Northampton is a boutiquey little college town of less than 29,000. Its few chain stores include Eileen Fisher; you probably can't buy a 10-pack of tube socks on Main Street but you can buy all manner of quirky, colorful, bamboo fabric socks; independent bookstores and coffee shops rule. So its example certainly can't be replicated everywhere. But, on the Saturday before Thanksgiving, more than 80 local businesses offer well-publicized discounts. The bag in Bag Day goes out in the local newspaper a few days ahead of time and entitles the holder to 20 percent off of one item in each of the stores listed on the bag. You buy your item, and the store crosses its name off.

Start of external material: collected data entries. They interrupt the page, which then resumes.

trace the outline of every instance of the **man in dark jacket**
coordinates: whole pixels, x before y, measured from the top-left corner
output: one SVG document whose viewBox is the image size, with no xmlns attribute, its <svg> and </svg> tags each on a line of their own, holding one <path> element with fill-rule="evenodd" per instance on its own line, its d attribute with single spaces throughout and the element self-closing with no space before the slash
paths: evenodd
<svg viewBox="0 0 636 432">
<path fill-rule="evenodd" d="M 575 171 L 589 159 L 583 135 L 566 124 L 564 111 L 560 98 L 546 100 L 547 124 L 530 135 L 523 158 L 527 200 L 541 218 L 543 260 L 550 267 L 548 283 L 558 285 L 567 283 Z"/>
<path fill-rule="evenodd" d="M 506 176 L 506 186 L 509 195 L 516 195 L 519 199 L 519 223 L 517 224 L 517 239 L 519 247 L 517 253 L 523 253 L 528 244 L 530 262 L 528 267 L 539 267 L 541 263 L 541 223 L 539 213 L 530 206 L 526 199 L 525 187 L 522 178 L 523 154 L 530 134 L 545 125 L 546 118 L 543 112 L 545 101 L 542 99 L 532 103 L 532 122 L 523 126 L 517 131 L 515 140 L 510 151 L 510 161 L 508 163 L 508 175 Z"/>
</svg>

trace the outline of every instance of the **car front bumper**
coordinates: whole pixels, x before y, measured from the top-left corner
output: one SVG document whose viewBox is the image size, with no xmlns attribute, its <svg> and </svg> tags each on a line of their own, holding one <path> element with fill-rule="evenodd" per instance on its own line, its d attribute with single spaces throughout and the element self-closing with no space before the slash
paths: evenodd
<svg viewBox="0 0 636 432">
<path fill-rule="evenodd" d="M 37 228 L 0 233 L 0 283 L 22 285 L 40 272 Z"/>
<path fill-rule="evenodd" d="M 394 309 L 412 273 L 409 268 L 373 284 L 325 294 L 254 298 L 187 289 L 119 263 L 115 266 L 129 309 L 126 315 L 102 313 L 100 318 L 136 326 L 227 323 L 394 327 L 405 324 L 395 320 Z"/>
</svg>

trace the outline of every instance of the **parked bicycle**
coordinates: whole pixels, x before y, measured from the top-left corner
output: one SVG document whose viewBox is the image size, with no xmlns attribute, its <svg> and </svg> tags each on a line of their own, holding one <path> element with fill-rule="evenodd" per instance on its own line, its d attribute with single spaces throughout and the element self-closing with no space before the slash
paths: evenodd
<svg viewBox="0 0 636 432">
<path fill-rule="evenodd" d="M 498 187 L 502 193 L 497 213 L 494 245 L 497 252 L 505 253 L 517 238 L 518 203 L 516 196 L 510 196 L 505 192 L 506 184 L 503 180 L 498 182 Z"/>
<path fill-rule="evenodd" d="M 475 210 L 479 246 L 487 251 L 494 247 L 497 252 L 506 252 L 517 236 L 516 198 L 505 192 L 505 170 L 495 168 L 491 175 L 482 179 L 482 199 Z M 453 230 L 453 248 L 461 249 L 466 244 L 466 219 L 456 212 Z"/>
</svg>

Many stores, though, offer a discount on your entire purchase, often not just for Saturday but for two or three days. It is a huge draw.
How big a draw? Bags are also available in Thornes, a small shopping center in the middle of downtown, on the morning of Bag Day. In 2010, a local television station reported that:
- Bags start being distributed at 8:00 AM on the second floor. They are only giving out 1,000 bags. Jody Doele, the marketing manager at Thornes Marketplace, told 22News "I know we give all the bags out in two to three hours. It's a mob scene. It's one of the busiest, if not the biggest sales day of our whole year."
The big answers to the big problems of a Walmart economy involve policy. Raising the minimum wage. Cracking down on wage theft. Making it easier for workers to organize without fear of retaliation. Making hugely profitable corporations pay a reasonable share of taxes. Cute little boutiques in college towns don't fix any of that. But at the same time, it's worth it for local business to keep fighting, for small towns to think creatively about keeping Main Street vibrant rather than letting all the business bleed out to the strip malls at the edge of town.